Si vous êtes à l’opposé de l’ex-conjoint, cette phase est très importante. Ainsi, quand vous êtes heureux ou en colère, dites ce que vous ressentez à l’enfant de votre conjoint. L’idée n’est pas de se faire accepter, mais de donner votre mode d’emploi afin que l’enfant vous appréhende mieux et arrive à faire la part des choses. Cette attitude aura aussi pour effet bénéfique de créer du mimétisme chez l’enfant de votre conjoint qui certainement en fera de même.

Posez des questions, intéressez vous

Comme tout être humain, l’enfant a besoin de reconnaissance. Il a besoin d’exister. En vous intéressant sincèrement à lui, en lui posant régulièrement des questions sur ce qu’il aime, ce qu’il vit, même s’il ne répond pas, il comprendra qu’il a de l’intérêt pour vous.

C’est à l’Adulte de faire des efforts pour construire la relation

Ce n’est pas parce qu’on est l’adulte dans la famille que tout est plus facile. On peut donner les règles, choisir, on représente l’autorité, mais on peut tout à fait être terrorisé à l’idée de mal faire quand il s’agit des enfants de notre conjoint.
La peur de décevoir le conjoint et le jugement, peuvent paralyser la relation.
Et pourtant, c’est bien à vous de prendre les devants pour construire votre relation avec les enfants de votre conjoint. Il s’agit de votre responsabilité.
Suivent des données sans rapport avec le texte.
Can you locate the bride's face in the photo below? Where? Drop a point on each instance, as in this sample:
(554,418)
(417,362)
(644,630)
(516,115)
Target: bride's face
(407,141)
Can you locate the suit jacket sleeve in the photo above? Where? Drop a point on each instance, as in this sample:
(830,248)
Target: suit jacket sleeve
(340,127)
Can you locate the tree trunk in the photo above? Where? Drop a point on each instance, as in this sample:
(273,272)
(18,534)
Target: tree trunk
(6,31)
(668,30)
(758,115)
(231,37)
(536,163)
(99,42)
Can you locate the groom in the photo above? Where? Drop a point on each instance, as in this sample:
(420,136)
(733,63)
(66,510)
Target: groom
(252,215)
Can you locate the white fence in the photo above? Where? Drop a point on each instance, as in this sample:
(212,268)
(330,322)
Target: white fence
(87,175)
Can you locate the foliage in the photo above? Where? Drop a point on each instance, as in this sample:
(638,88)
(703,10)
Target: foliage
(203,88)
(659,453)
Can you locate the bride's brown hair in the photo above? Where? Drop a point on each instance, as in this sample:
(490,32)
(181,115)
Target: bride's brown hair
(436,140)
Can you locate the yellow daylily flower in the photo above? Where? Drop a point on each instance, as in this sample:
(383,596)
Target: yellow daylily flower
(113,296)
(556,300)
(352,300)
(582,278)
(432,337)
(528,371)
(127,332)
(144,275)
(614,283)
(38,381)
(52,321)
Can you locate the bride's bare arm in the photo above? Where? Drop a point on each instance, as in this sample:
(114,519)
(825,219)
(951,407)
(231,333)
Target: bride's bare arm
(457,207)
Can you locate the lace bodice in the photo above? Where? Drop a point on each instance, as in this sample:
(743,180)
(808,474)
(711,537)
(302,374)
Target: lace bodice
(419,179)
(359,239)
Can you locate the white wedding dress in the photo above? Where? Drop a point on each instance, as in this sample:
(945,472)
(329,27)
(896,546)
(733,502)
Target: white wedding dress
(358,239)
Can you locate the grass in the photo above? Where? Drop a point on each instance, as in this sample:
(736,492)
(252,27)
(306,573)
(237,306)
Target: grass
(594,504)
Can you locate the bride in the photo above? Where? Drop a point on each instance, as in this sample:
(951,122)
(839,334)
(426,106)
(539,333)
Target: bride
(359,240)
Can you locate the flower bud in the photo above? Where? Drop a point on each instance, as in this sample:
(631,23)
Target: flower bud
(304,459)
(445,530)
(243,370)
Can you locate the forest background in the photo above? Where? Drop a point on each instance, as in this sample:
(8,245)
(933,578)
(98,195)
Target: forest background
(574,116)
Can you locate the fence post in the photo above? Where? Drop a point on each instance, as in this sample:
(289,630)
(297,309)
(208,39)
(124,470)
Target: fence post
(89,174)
Nous entendons trop souvent dire « ses enfants ne m’acceptent pas » mais est-ce « vous acceptez ses enfants ? ».

Mes enfants, ses enfants : c’est différent.

C’est peut-être une réelle source de conflit, celle qui prend pour origine la différence de traitement entre ses propres enfants et les enfants de son conjoint.
Dites-vous que très souvent, nous avons une relation « tripale » avec nos propres enfants, parce que nous les avons conçus, parce que nous les avons vu naître, parce qu’ils ont notre sang.

Ne pas ressentir la même force des sentiments pour les enfants de notre conjoint est tout à fait normal. Nous pouvons les aimer très forts, les apprécier ou les supporter, ce n’est pas pour autant que nous serons de mauvais beaux-parents.
Il est important de rester lucide sur la nature de notre relation avec nos propres enfants et les enfants de notre conjoint, relation qui bien entendu, va évoluer au fil du temps.
Cette lucidité va permettre de remettre un peu d’objectivité dans la notion de justice entre les enfants, en relativisant nos comportements. Oui, nous pouvons être plus tolérants, plus affectueux, plus investis, moins objectifs avec nos propres enfants et ainsi créer des différences dans le foyer recomposé. Cela fait parti de la particularité de ces familles. Il vaut mieux en parler librement et essayer de se rendre compte des effets sur chacun, plutôt que d’en faire un sujet tabou, source des tensions.

Rassurez votre bel-enfant

Les enfants ont besoin de SECURITE et d’AMOUR, c’est ce qui les caractérise et c’est le moteur qui leur permet de construire leur vie. Le divorce des parents fragilisent énormément ce moteur.
Ils perçoivent que l’amour peut être multiple, et ont peur de ne plus être aimés comme avant.
Leur vie s’est effondrée, souvent, et la crainte que cela recommence peut être très présente.
Alors les enfants de divorcés, vont chercher sans cesse à retrouver cette sécurité et cet amour. Le rôle d’un beau-parent qui arrive dans la vie de ses enfants, est, tout de suite, d’arriver à mettre en confiance les enfants de son nouveau conjoint. Comment ? Voici quelques exemples :

  • Amener les changements petit à petit, en prenant le soin d’intégrer les enfants (partager les décisions, demander un avis, proposer différents scénarios à l’enfant, ...)
  • Parler d’avenir avec eux de façon ouverte, en permettant systématiquement à l’enfant de se projeter.
  • Privilégier la relation entre votre conjoint et son enfant (laisser de l’espace et du temps pour qu’ils puisse entretenir leur relation, surtout s’ils se voient moins).

Le temps, votre meilleur ami

Comme dans toute relation, les sentiments évoluent au fur et à mesure que l’on apprend de l’autre, que l’on partage son quotidien, que l’on découvre les profondeurs de sa personnalité. Il est inutile de vouloir aller trop vite et de penser que tout sera facile. N’oubliez pas que le temps nous permet de murir, et de se découvrir.